Over the next century, the family increased their influence by acting as overseers - looking after land locally on behalf of gentry families based elsewhere. They also acquired lands whenever they could for themselves and their children (for example they bought the Manors of Calver, Bubnell and Baslow for £4300 and paid off the mortgage within 2 years)..

They were particularly adept at marrying-off their sons to wealthy daughters (especially if those daughters were the heiresses to vast estates which would then come under the Eyre influence).
 
For example, Robert Eyre married Joanna de Padley (*) - daughter and sole heiress of Padley - and so the Padley estates (nr Hathersage, Derbyshire) came into the family. (Padley Chapel, all that remains of Padley Hall, is pictured below).
 
 
 
(*)The Padley original surname is though to have been Bernake - and they acquired the Padley name when they settled there.
The couple met secretly at Stoney Middleton, a quite place in the Hope Valley, where later in their marriage Joanna(de Padley)  built a chapel to commemorate the safe return of Robert from the Battle of Agincourt in 1415 (the original 15C church bell still mentions this). They were married around 1421.
 
The couple also largely re-built Hathersage Church (below) and their magnificent brasses can still be seen in the nave.
 
 
Over the next few hundred years the family established based right across the county and beyond - setting-up each son to launch a new "branch" of the family.

William Eyre bap.1390 founded the North Lees branch of the family.
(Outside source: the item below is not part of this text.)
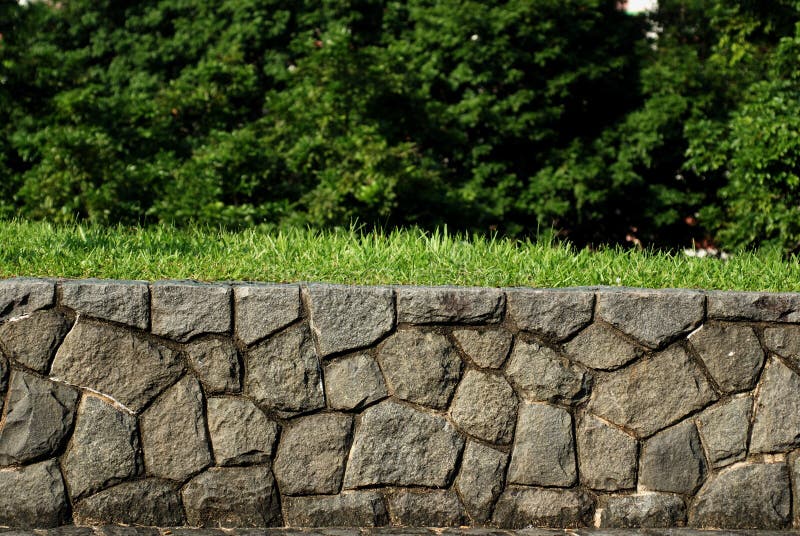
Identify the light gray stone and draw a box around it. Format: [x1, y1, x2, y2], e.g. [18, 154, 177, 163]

William was the 3rd son of Sir Nicholas Eyre (c1370).

In the fourteenth century the manor of Highlow Hall passed by marriage into the Eyre family when Nicholas already heir to the manorial holdings of Hope, married the younger of the two Archer sisters. (He is alleged to have dated both Archers sisters, and neither knew he was seeing the other ! When he was found out, he chose the younger sister, and the eldest is said to have disappeared).

Highlow Hall - often said today to be the most haunted house in Derbyshire - is pictured below. Nicholas' eldest son, another Robert, built a hall for each of his seven sons - the Halls of Moorseats, Shatton, Nether Shatton, Hazelford, Offerton, Crook Hill and Northlees - all within eyeseight of Highlow Hall -  the family had a signalling system to alert the others when their presence was needed.

 

Roger Eyre (bap 1428), the fourth son of Robert Eyre and his wife Joanna de Padley, married Elizabeth Whittington heiress of the Whittington estates. (He is buried in Whittington Church - and a stained glass window commemorates his life)

Roger Eyre settled at Holme Hall, Chesterfield (not to be confused with Holme Hall in Bakewell which was also acquired by the Eyres through marriage with the daughter of Bernard Wells) about 1450, as leasee, probably, under the priory of Lenton.

Anthony Eyre (bap. 1508) a great grandson of Roger Eyre of Holme Hall, married Elizabeth Pole of Radborn, Derbyshire. They had taken residence at Kiverton and Laughton in Yorkshire. Anthony and his first son Gervase Eyre (bap.1545) purchased the property of Newbold.

(The great manor of Newbold, described in the Domesday survey as having six berwicks, of which Chesterfield was one, was parcel of the ancient demesne of the crown. It afterwards belonged to the abbot and convent of Welbeck. At the time of the dissolution of the monasteries, it was parcel of the possessions of Beauchief Abbey, and it appears to have been granted to Sir William West whose son John West sold it in 1570 to Anthony and Gervase Eyre).

Thomas Eyre (bap 1518 died 1595) -  a great grandson of Roger Eyre - lived at Dunston - next to Holme Hall - and raised his family there, until the manor was sold to the Leakes.

By the 16th century, the various branches of the Eyres were Lords of the Manor in over 20 places and controlled huge areas of the North Derbyshire Peak District.
 
All was going well - very well indeed - until the time of Henry VIII and his break with the Catholic Church. The storm clouds were gathering, and resultant fallout was going to effect every branch of the Eyre family.